As your company’s next big event draws closer (gosh, has it been a year already?), the marketing department gears up to increase attendance and conversations by employing a variety of tactics, usually ranging from direct emails to digital ads on industry-related websites. These events are vital for communicating with your audience and for generating leads. Whether your company is the event’s host, a sponsor, or a booth vendor, you want people at the show to get your message.
Events also provide an important means of reaching the audience directly because, well, you know that some of the people you want to reach will be there–all in the same place. That’s why programmatic geofencing has become such a popular tactic in recent years. It’s a proven way to hyper-target attendees within a geographic area–in this case, the area in and around an event’s location.
The advantages of using this tactic are easy to see. Based on the focus of the show, you have a clear idea of who is attending. The MILK Business Expo, for example, draws commercial dairy farmers. Farmers only raising beef or growing wheat probably won’t be there. Because you know who’s attending the event, you can be hyper relevant and timely with your ad messages.
Through a programmatic geofencing tactic, you can speak directly to the needs of those business-savvy dairy farmers attending the expo. Some marketers do wonder, however, how they can prevent reaching non-prospects in the greater geofence area with ads that could seem annoyingly irrelevant.
Reach ONLY the Right People
Given the nature of geofencing campaigns, you won’t ever be able to avoid serving some ads to the wrong folks, but there are benefits to accepting this risk. You can reach people you’d never predict would attend.
At Precision Reach, we make geofence campaigns more precise by adding a second layer: we target first-party farmer data at the show. With this approach, we execute a standard geofence campaign while also reaching known farmers within our data base in the area.

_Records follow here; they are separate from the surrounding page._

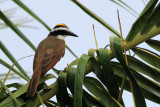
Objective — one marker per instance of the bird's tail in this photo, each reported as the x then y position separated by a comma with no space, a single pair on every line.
32,88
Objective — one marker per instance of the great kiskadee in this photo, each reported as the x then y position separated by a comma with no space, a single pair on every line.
48,53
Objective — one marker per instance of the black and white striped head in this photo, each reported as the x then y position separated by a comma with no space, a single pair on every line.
61,31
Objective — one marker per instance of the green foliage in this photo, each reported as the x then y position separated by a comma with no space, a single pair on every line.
75,88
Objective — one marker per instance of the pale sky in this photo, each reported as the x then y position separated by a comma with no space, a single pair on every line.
65,11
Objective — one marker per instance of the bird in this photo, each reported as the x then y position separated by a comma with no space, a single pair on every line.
48,53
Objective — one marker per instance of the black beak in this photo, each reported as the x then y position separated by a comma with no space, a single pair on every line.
72,34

Using this data segment, you can target commodity groups likely to attend the event–dairy farmers at MILK Business Expo, for example–within your tightly circumscribed area. It could be within a small circle surrounding the event’s location. The first-party data layer limits the chance of reaching non-prospects who happen to be in the vicinity.

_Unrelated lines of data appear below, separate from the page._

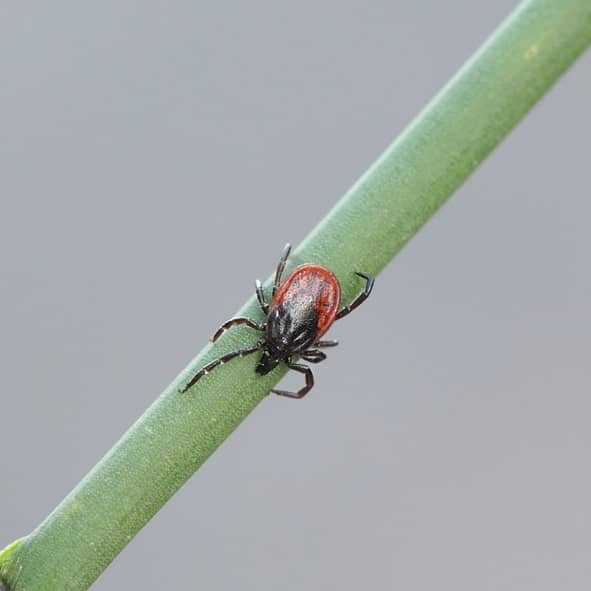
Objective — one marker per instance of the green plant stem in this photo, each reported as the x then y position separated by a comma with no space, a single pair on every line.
387,206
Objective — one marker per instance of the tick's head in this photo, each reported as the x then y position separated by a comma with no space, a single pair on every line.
270,359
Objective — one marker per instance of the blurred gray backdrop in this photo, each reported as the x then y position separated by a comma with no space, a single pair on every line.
155,157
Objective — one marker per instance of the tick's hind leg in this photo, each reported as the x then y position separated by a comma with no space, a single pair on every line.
313,356
220,361
281,266
360,298
235,322
261,296
309,382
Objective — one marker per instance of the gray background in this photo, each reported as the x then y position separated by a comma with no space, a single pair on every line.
155,157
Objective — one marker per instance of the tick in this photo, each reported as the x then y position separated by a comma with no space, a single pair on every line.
302,309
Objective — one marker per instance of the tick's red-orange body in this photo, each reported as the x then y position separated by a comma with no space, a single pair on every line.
302,309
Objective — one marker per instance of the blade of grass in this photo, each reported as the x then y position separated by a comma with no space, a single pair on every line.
386,207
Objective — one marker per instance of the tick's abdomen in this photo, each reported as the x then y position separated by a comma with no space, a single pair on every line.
304,306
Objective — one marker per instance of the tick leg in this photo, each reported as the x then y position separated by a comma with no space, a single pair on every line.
361,297
235,322
309,382
313,356
220,361
261,296
326,344
281,266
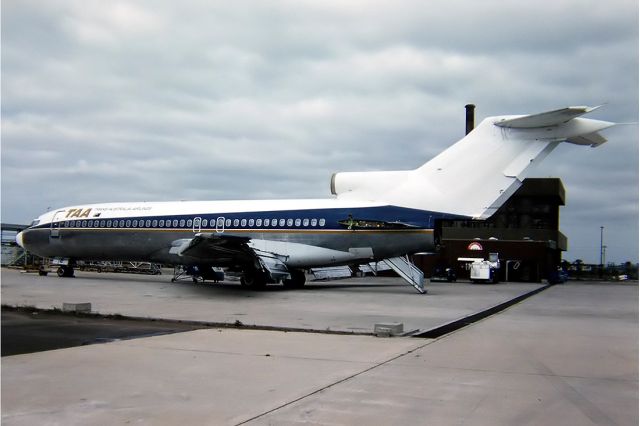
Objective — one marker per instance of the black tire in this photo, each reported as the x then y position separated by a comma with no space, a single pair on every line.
297,279
254,279
65,272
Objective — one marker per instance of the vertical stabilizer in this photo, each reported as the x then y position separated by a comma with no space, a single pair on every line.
475,176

You can also use the layering approach to widen your circle. By targeting only the first-party audience segment based on your data, you can extend your radius to 15 miles, and even 30 miles, which allows you to reach the right prospects as they travel to and from the event’s location. You can catch them as they eat at a nearby restaurant or walk to their hotel.
In this way, first-party data layering maximizes your ability to reach the right people and increases the overall performance of your geofence campaign.
Real Results
We’re firm believers in first-party data layering at Precision Reach because we’ve seen it work in quite a few geofence campaigns for our ag industry clients. Here are some CTR percentage metrics from a few campaigns recent events to demonstrate the effectiveness of the approach. (The industry CTR benchmark for geofence display ads is around 0.5%)

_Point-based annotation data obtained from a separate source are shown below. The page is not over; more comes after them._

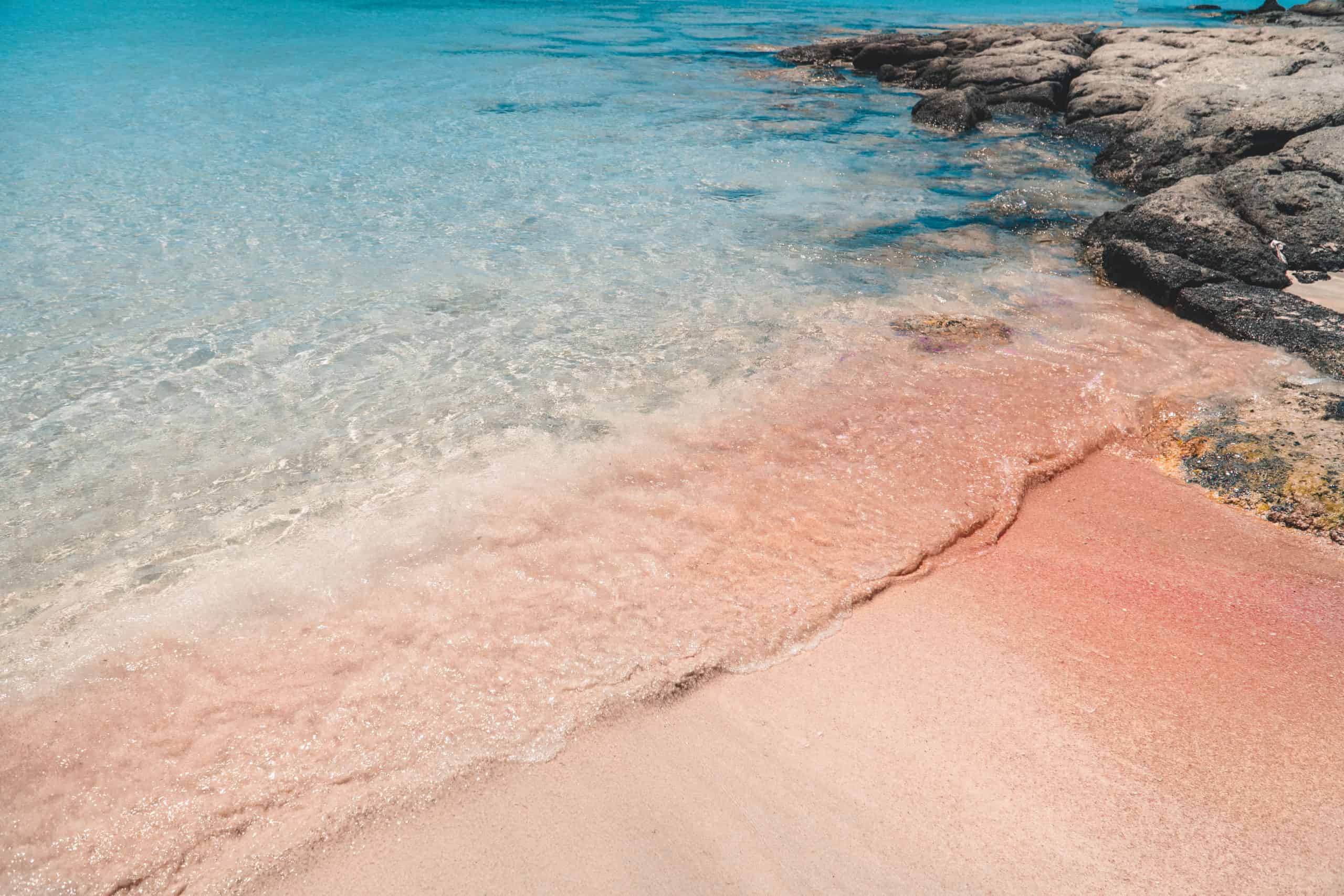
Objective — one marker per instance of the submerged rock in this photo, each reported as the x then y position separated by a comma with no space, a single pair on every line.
1006,64
1235,136
953,111
941,333
1281,457
1270,318
1326,8
1252,222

Texas A&M Beef Cattle Short Course — 1.38%
National Cattlemen’s Beef Association Conference — 1.02%
World Dairy Expo — 1.23%
World Pork Expo — 0.72%
Commodity Classic — 0.78%
As you can see, the benchmark was surpassed for some campaigns at these events. As you start planning for a new year of industry conventions and events, refine your geofence approach to ensure you’re reaching as many of the right people — and as few of the wrong ones — as possible.